Utopian Turtletop. Monsieur Croche's Bête Noire. Contact: turtletop [at] hotmail [dot] com

Thursday, September 02, 2004


John Kerry is fighting back. It’s key. His timing feels right. Lots of D’s have been nervous about JK’s reticence. Waiting to upstage Bush makes sense to me. Waiting for them to take the first swing makes sense. Here’s hoping 50% of the voters agree with me -- I’ll be the +1.

(Oh, right, Electoral College, wait. Well, you get my meaning.)

Excerpt: “The vice president even called me unfit for office last night. I guess I'll leave it up to the voters whether five deferments makes someone more qualified to defend this nation than two tours of duty.

“Let me tell you what I think makes someone unfit for duty. Misleading our nation into war in Iraq makes you unfit to lead this nation. Doing nothing while this nation loses millions of jobs makes you unfit to lead this nation. Letting 45 million Americans go without healthcare makes you unfit to lead this nation. Letting the Saudi Royal Family control our energy costs makes you unfit to lead this nation. Handing out billions of government contracts to Halliburton while you're still on their payroll makes you unfit. That's the record of George Bush and Dick Cheney. And it's not going to change. I believe it's time to move America in a new direction; I believe it's time to set a new course for America.”

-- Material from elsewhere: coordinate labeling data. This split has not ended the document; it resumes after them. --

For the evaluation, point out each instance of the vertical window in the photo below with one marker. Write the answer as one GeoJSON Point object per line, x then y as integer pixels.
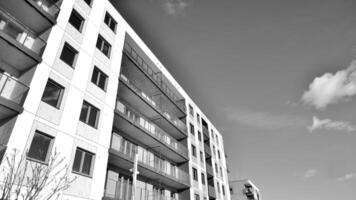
{"type": "Point", "coordinates": [83, 162]}
{"type": "Point", "coordinates": [69, 54]}
{"type": "Point", "coordinates": [53, 93]}
{"type": "Point", "coordinates": [89, 2]}
{"type": "Point", "coordinates": [103, 46]}
{"type": "Point", "coordinates": [40, 147]}
{"type": "Point", "coordinates": [112, 24]}
{"type": "Point", "coordinates": [99, 78]}
{"type": "Point", "coordinates": [203, 178]}
{"type": "Point", "coordinates": [192, 129]}
{"type": "Point", "coordinates": [195, 174]}
{"type": "Point", "coordinates": [89, 114]}
{"type": "Point", "coordinates": [194, 151]}
{"type": "Point", "coordinates": [76, 20]}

Harry Nilsson’s magnificent cover of Ike & Tina’s “River Deep Mountain High” tonight -- he loves but doesn’t identify with Tina’s rag-doll loving protagonist -- with Tina, “I” loved that ragdoll; with Harry, “she” loved that ragdoll. Common practice in Tin Pan Alley and in rock, though rock isn’t built on covers nearly as much as the earlier style.

Interesting -- the country/folk Carter Family to Woody to Dylan lineage was different. Maybelle Carter sang many songs from the male point of view, and Woody and Bob (on his debut album of mostly covers) both sang “House of the Rising Son” from the woman’s point of view. The House is a whorehouse, the singer is going back to wear that ball and chain because she has no other way to make a living. And it’s hell -- please tell my baby sister not to do what I have done, but shun that house in New Orleans they call the Rising Son. The Animals’ rockhit version makes no sense, really -- the male protagonist is . . . a sex addict? OK, it’s possible, but not nearly as compelling or sympathetic. Or, just occurred to me, maybe he’s a male whore, but that feels to risque for ‘60s Top 40 and pre-Velvets rock.

Dylan’s version is terrific.

Relevance to life -- a mark of an appealing lyric.

Lots of Tin Pan Alley / Broadway / Hollywood songs come fitted with a male lyric and a female lyric. Only song I know that comes with different words depending on the color of the singer, Harry Warren and Al Dubin’s “Lulu’s Back in Town.”

White version: “you can tell all my pets / all my blondes and brunettes”

Fats Waller’s version: “you can tell all my pets / all my Harlem coquettes.”

Harry couldn’t have loved a ragdoll, and Fats knew there would have been trouble if he’d talked about his blondes and brunettes. But Woody and Bob and Mother Maybelle, they were comfortable.